For over 40 years I used to take a detour: I act --> I see the result (i.e. the appreciation from others) --> if the result is good, I feel good. That kind of functioning makes a person a vague shapeless, senseless thingy that the world can put into use according to taste.
Immediately after the inflammation was cured, I had a job interview. The new me simply flouted at all do's and don'ts for job seekers. I put on a faded jeans, sneakers with mud stains, an unironed shirt and a waistcoat from the men's department. Because I felt good wearing that.

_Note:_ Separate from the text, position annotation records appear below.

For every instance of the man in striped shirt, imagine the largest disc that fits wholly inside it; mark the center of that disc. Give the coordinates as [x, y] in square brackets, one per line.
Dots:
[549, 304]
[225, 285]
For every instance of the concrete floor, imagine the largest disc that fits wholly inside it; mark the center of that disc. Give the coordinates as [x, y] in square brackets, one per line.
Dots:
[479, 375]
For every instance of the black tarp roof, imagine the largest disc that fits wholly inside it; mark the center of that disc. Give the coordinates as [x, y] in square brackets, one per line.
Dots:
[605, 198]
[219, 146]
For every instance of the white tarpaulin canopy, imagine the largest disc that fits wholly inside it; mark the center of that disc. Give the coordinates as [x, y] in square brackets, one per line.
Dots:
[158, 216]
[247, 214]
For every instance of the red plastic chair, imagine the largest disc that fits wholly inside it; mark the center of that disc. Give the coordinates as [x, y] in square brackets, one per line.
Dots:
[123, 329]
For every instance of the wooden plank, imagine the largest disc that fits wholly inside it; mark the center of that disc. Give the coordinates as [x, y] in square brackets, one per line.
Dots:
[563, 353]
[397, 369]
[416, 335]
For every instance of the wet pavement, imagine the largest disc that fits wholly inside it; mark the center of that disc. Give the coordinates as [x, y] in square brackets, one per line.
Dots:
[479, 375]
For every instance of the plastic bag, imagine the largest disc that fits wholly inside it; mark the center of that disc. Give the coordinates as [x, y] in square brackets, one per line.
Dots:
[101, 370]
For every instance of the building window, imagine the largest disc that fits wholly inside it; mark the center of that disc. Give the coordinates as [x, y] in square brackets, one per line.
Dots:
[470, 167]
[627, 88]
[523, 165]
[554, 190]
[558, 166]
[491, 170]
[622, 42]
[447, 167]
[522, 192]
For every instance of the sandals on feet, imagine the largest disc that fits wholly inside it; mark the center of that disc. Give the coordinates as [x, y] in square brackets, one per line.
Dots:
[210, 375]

During the interview I applied the same rule. So I explained that I was looking not only for an income, but also the company of colleagues. That on the other hand I did not care much for the type of work I had to do. I also refused to paint my vision of the future: being so multifaceted, formulating any career plans would only mean cutting off some of my talents. I'd prefer to see what comes and I will endeavor (beautiful word) to turn it into a good experience.
I got the job.
It's the type of job I only marginally like [here's my reason for a pseudonym] and that my reintegration coach advised against. But this job pays so well that I can make a living out of working 24 hours per week. That leaves me ample time to do what I really want: write a blog that no one reads.
I notice that nowadays I put aside many chores in order to write. Sculpting, translating, editing and subtitling videos I do too, when I'm through with writing. I'm the most egotistical, distracted, unproductive, degenerate mother and pet owner in the world. I love it.
Thank you, Toothache, because I no longer postpone my wishes until after I finished what I 'ought' to do. I no longer ask myself what's the use of what I'm doing. I just check whether what I'm doing feels great or not. Without you, there would be no blog.